Un discours aux allures de programme

Marion Maréchal a tenu un discours qui sonnait comme un programme politique, dans lequel elle a assuré qu'il faut "rompre avec la droite des experts-comptables". Elle a notamment listé cinq défis "sur lesquels se jouera la place de la France au XXIe siècle", selon elle: le grand remplacement, le grand déclassement, le grand épuisement écologique, le grand basculement anthropologique et le grand affrontement des puissances.

Concernant la thématique de l'immigration, l'ancienne députée a fait le choix d'une ligne très radicale, affirmant notamment: 

"Ce compte à rebours démographique nous fait déjà entrevoir la possibilité de devenir minoritaire sur la terre de nos ancêtres. Avec pour corollaire, le grand ensauvagement d'une société multiculturelle qui se veut fracturée et violente. [...] Face aux droits des minorités, nous devons opposer fermement notre droit à la continuité historique." 

"Je suis très loin du catastrophisme ambiant et de celui de Greta"

Marion Maréchal s'est emparée de l'écologie, "un conservatisme" selon elle, et a appelé à "préserver des paysages, des terroirs et des modes d'alimentation". 

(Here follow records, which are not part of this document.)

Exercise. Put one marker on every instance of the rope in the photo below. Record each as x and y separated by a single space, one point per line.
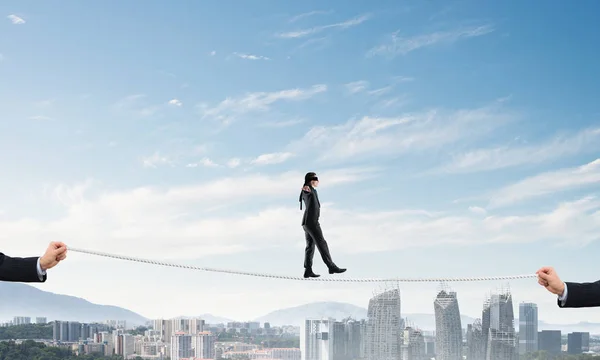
297 278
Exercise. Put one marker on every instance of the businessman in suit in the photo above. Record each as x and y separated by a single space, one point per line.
570 294
312 228
31 269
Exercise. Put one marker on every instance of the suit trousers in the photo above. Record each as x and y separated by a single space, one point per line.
314 237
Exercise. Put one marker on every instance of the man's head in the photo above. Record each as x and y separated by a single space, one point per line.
311 179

"Ce ne sont pas les internationalistes libres-échangistes à la Macron ou les zadistes anti-nucléaire qui pourront répondre de manière cohérente à ce grand défi. [...] Permaculture, recyclage, système naturel de dépollution, création d'algoplastique... Quand je vois toutes ces innovations technologiques qui avancent, je suis très loin du catastrophisme ambiant et de celui de Greta [Thunberg]", a-t-elle poursuivi.

Autre thématique qu'a abordée l'ancienne députée, celle de la GPA, qu'elle "trouve profondément indécente". 

Si la nièce de Marine Le Pen conclut son discours en assurant qu'ils seront "demain au pouvoir", elle n'a cependant ni fait état de sa volonté réelle de s'engager dans le combat électoral, ni précisé les contours précis de cette union des droites.